An untreated pregnant woman in an infectious stage of syphilis can pass the infection to her developing fetus.
It can be very difficult for your healthcare provider to diagnose syphilis based on symptoms. This is because symptoms and signs of the disease might be absent, go away without treatment, or be confused with those of other diseases. Because syphilis can be hard to diagnose, you should:
- Visit your healthcare provider if you have a lesion (sore) in your genital area or a widespread rash
- Get tested periodically for syphilis if your sexual behaviors put you at risk for sexually transmitted diseases (STDs)
- Get tested to be sure you don’t also have syphilis if you have been treated for another STD such as gonorrhea or HIV infection
Your healthcare provider can diagnose early syphilis by seeing a chancre or rash and then confirming the diagnosis with laboratory tests. Because latent syphilis has no symptoms, it is diagnosed only by laboratory tests.
There are two methods for diagnosing syphilis through a laboratory.
- Identifying the bacteria under a microscope in a sample of tissue (a group of cells) taken from a chancre
- Performing a blood test for syphilis
If your healthcare provider thinks you might have neurosyphilis, your spinal fluid will be tested as well.
Syphilis is easy to cure in its early stages. Penicillin, an antibiotic, injected into the muscle, is the best treatment for syphilis. If you are allergic to penicillin, your healthcare provider may give you another antibiotic to take by mouth.
If you have neurosyphilis, you may need to get daily doses of penicillin intravenously (in the vein) and you may need to be treated in the hospital.
If you have late syphilis, damage done to your body organs cannot be reversed.
While you are being treated, you should abstain from sex until any sores are completely healed. You should also notify your sex partners so they can be tested for syphilis and treated if necessary.

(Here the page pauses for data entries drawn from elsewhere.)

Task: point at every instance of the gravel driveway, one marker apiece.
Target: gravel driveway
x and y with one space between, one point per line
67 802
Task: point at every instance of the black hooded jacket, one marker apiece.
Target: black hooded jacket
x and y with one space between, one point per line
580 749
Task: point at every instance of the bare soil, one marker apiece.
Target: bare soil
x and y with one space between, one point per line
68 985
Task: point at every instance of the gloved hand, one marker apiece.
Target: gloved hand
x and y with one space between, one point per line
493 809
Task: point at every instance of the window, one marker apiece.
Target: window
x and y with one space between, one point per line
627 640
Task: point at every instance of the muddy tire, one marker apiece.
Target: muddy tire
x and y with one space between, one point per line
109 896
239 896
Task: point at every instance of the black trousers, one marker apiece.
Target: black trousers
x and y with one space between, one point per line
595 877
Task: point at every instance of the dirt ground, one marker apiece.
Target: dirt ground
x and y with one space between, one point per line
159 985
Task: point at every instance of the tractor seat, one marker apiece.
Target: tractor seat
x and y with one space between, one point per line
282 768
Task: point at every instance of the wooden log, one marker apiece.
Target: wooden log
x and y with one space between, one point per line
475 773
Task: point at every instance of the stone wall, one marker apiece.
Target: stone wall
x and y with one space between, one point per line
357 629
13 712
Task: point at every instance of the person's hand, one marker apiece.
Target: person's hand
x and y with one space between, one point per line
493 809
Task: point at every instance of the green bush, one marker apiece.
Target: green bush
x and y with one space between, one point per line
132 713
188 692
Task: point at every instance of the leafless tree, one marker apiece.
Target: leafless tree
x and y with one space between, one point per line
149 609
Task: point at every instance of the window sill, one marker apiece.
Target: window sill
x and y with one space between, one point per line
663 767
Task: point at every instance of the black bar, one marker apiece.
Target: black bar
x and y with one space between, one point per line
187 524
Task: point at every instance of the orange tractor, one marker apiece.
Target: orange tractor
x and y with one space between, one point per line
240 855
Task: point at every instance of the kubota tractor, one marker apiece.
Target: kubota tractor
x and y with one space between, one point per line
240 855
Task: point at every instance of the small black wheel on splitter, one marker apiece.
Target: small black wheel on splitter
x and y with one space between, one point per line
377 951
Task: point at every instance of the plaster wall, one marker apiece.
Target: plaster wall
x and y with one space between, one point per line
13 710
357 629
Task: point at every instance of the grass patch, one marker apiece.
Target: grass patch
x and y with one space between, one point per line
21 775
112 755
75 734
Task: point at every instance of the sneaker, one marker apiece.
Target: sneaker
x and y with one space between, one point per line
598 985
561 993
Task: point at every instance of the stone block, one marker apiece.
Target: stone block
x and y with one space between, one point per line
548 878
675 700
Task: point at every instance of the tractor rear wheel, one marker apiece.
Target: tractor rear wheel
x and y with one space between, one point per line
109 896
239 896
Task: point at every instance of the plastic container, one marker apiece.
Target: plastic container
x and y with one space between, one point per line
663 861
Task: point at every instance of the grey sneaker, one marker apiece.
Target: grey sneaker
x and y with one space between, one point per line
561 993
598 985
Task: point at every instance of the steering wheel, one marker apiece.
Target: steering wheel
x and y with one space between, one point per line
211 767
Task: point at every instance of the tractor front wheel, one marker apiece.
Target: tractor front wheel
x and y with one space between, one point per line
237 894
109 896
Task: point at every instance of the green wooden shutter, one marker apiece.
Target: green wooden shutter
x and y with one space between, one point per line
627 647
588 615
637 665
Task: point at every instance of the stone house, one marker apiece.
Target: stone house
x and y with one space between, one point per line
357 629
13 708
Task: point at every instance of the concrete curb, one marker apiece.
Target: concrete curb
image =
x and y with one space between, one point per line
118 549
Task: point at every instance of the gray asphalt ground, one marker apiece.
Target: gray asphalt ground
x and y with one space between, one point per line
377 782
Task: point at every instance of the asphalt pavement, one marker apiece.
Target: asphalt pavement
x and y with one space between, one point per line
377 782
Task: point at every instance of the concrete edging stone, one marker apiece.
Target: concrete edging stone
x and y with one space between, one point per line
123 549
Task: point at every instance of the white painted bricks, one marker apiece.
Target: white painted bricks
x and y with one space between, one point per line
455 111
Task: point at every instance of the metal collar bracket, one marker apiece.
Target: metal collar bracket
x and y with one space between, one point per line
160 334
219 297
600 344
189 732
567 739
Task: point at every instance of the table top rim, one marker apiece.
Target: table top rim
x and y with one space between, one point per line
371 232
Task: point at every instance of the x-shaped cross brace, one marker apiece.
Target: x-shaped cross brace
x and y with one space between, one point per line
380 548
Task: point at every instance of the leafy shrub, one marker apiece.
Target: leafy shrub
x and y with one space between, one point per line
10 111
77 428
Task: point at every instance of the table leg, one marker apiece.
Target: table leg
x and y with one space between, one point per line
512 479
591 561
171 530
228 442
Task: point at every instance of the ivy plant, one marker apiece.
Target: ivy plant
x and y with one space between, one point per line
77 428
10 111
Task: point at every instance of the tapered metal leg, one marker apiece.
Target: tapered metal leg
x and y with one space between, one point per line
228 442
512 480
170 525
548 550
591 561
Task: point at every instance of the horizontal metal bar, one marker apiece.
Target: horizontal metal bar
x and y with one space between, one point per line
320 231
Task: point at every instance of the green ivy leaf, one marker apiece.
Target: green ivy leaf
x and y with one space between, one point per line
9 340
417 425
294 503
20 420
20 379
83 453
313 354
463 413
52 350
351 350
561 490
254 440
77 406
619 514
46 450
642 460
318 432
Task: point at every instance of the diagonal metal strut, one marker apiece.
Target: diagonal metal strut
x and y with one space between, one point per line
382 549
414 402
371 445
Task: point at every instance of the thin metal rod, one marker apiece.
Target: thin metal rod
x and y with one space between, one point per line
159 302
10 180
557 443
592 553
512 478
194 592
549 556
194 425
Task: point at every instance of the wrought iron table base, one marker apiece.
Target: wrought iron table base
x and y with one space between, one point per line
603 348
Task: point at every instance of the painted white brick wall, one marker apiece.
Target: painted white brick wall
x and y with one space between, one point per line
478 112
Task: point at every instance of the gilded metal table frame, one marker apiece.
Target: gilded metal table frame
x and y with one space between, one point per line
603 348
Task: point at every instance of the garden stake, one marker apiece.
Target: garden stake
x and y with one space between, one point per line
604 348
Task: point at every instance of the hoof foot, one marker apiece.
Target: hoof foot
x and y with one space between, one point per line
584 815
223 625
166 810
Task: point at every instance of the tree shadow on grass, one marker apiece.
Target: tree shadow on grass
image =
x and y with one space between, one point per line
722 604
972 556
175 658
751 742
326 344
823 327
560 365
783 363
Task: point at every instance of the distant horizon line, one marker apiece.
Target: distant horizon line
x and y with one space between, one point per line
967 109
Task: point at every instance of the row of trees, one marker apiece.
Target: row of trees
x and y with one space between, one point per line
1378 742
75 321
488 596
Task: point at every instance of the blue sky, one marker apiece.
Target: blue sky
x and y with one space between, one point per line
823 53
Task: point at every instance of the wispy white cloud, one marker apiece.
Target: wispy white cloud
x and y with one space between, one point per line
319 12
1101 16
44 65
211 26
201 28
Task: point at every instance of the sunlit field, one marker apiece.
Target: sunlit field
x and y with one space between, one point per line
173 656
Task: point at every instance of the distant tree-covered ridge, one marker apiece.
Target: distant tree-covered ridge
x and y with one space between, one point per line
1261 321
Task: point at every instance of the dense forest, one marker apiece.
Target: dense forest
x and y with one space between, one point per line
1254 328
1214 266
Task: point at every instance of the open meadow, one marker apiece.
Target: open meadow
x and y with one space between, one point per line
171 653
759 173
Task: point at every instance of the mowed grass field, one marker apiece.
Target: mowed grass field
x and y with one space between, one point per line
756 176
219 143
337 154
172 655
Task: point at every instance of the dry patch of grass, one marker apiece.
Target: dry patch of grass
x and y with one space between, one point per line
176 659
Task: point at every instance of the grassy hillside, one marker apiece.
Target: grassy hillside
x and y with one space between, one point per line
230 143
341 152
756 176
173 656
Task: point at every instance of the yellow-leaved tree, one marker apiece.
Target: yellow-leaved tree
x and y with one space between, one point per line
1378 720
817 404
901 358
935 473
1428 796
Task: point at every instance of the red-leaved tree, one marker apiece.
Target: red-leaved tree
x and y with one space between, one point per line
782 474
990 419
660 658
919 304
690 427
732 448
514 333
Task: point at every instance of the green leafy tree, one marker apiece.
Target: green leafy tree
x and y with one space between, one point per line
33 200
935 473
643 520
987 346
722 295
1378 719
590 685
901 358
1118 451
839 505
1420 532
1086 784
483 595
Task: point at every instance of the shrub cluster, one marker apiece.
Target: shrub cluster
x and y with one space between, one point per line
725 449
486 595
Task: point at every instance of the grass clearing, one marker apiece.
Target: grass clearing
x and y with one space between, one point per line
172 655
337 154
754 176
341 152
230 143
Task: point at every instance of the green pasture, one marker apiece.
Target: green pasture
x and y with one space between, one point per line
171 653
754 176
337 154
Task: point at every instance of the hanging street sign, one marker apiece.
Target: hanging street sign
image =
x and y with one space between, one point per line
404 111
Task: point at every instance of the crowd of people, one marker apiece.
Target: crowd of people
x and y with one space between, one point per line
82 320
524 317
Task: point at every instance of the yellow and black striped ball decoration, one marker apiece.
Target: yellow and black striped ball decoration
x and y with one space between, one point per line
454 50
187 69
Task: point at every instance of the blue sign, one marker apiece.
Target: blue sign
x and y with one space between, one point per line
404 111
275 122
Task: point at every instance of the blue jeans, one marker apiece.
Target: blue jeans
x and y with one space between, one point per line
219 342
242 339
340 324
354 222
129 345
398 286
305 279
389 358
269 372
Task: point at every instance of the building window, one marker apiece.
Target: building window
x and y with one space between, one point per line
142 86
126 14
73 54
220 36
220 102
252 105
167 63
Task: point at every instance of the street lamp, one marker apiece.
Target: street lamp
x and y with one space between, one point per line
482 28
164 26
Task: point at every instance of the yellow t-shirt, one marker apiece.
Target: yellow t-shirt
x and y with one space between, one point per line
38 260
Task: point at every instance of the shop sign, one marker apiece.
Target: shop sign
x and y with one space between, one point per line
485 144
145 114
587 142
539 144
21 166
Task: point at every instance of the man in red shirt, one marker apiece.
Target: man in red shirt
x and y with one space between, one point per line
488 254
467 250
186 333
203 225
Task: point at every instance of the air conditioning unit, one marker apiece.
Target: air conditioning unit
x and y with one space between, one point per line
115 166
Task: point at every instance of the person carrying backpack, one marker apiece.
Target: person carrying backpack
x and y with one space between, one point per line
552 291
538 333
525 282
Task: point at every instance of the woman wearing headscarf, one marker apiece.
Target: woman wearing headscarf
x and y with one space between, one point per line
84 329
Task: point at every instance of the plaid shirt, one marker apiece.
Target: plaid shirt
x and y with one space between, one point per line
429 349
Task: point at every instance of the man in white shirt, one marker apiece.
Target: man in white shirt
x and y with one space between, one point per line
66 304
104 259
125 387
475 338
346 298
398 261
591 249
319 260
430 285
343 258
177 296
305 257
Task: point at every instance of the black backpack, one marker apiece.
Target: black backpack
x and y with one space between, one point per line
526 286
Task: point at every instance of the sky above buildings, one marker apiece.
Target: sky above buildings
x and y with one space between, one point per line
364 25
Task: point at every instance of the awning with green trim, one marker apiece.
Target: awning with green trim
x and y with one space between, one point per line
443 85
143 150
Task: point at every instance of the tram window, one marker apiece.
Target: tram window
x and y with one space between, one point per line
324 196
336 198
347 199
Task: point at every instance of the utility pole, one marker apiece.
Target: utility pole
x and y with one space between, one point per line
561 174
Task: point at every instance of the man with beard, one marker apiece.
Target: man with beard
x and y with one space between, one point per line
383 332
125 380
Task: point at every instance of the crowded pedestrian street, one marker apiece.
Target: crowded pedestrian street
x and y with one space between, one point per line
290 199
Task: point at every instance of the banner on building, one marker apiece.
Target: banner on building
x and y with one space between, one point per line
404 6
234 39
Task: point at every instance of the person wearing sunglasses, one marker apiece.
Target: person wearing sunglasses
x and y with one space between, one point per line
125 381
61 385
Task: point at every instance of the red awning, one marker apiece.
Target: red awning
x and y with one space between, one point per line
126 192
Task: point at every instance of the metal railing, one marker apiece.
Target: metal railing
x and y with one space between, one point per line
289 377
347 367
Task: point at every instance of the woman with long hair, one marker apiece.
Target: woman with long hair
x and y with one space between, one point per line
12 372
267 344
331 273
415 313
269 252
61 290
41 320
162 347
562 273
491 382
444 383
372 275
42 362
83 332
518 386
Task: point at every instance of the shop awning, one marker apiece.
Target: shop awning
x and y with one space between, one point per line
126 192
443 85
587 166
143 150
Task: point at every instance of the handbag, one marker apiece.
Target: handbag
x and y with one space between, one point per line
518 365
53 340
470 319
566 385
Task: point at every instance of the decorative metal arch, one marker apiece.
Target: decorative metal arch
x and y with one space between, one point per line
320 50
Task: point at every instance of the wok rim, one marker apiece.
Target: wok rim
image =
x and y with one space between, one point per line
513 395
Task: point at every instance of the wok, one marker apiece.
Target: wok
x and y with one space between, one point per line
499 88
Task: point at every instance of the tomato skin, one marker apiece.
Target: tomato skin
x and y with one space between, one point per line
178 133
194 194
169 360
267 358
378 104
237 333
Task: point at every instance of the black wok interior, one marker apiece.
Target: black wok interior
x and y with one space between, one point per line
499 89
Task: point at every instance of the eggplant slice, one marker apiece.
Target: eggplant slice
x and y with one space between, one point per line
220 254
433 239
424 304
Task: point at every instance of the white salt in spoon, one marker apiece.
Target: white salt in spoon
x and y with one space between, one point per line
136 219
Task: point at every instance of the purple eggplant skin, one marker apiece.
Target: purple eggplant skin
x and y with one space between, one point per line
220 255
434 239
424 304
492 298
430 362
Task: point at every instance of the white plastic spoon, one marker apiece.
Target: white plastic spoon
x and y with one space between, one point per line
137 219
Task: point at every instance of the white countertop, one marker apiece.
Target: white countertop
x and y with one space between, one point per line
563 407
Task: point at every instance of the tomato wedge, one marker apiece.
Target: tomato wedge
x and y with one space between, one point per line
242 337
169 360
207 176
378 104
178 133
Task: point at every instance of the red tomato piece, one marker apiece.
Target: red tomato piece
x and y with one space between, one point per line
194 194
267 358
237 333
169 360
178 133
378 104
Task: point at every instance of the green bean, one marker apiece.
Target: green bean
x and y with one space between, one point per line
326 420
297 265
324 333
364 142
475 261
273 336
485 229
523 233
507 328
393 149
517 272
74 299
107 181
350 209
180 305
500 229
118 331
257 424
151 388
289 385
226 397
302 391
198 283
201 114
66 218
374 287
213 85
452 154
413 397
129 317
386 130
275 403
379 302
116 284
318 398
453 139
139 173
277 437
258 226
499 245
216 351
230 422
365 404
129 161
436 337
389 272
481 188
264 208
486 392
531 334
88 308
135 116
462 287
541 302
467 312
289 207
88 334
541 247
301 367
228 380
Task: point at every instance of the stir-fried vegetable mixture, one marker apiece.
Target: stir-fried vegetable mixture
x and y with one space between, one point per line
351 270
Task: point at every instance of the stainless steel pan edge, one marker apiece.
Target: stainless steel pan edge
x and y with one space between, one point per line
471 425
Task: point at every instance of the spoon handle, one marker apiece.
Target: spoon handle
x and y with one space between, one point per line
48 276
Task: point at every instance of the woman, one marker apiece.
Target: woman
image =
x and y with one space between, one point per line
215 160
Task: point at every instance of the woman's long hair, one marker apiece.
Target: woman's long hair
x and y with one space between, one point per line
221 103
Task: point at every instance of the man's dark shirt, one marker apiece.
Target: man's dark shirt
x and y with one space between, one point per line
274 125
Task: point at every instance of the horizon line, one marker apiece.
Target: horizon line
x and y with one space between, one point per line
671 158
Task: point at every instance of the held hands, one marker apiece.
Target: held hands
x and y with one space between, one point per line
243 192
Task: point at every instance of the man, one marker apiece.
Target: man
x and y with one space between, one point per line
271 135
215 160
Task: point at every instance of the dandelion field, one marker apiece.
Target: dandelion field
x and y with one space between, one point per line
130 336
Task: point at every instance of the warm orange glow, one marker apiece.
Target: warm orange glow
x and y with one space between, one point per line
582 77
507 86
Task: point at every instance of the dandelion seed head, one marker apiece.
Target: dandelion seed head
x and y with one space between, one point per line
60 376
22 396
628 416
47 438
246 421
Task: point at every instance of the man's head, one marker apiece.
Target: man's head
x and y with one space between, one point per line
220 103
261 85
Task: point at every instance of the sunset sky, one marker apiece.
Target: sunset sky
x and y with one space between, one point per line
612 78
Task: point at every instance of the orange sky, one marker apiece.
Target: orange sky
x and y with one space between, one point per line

How Can Syphilis Be Prevented?
To prevent getting syphilis, you must avoid contact with infected tissue (a group of cells) and body fluids of an infected person. However, syphilis is usually transmitted by people who have no sores that can be seen or rashes and who do not know they are infected.
If you aren’t infected with syphilis and are sexually active, having mutually monogamous sex with an uninfected partner is the best way to prevent syphilis.
Using condoms properly and consistently during sex reduces your risk of getting syphilis.
Washing or douching after sex won’t prevent syphilis.
Even if you have been treated for syphilis and cured, you can be re-infected by having sex with an infected partner.
The risk of a mother transmitting syphilis to her unborn baby during pregnancy declines with time but persists during latent syphilis. To prevent passing congenital syphilis to their unborn babies, all pregnant women should be treated for syphilis.
Syphilis can cause miscarriages, premature births, or stillbirths. It can also cause death of newborn babies. Some infants with congenital syphilis have symptoms at birth, but most develop symptoms later.
Untreated babies with congenital syphilis can have deformities, delays in development, or seizures, along with many other problems such as rash, fever, swollen liver and spleen, anemia, and jaundice. Sores on infected babies are infectious. Rarely, the symptoms of syphilis may go unseen in infants and they develop the symptoms of late-stage syphilis, including damage to their bones, teeth, eyes, ears, and brains.
People infected with syphilis have a two- to five-fold increase risk of getting infected the HIV. Strong evidence shows the increased odds of getting and transmitting HIV in the presence of sexually transmitted diseases (STDs). You should discuss this and other STDs with your healthcare provider.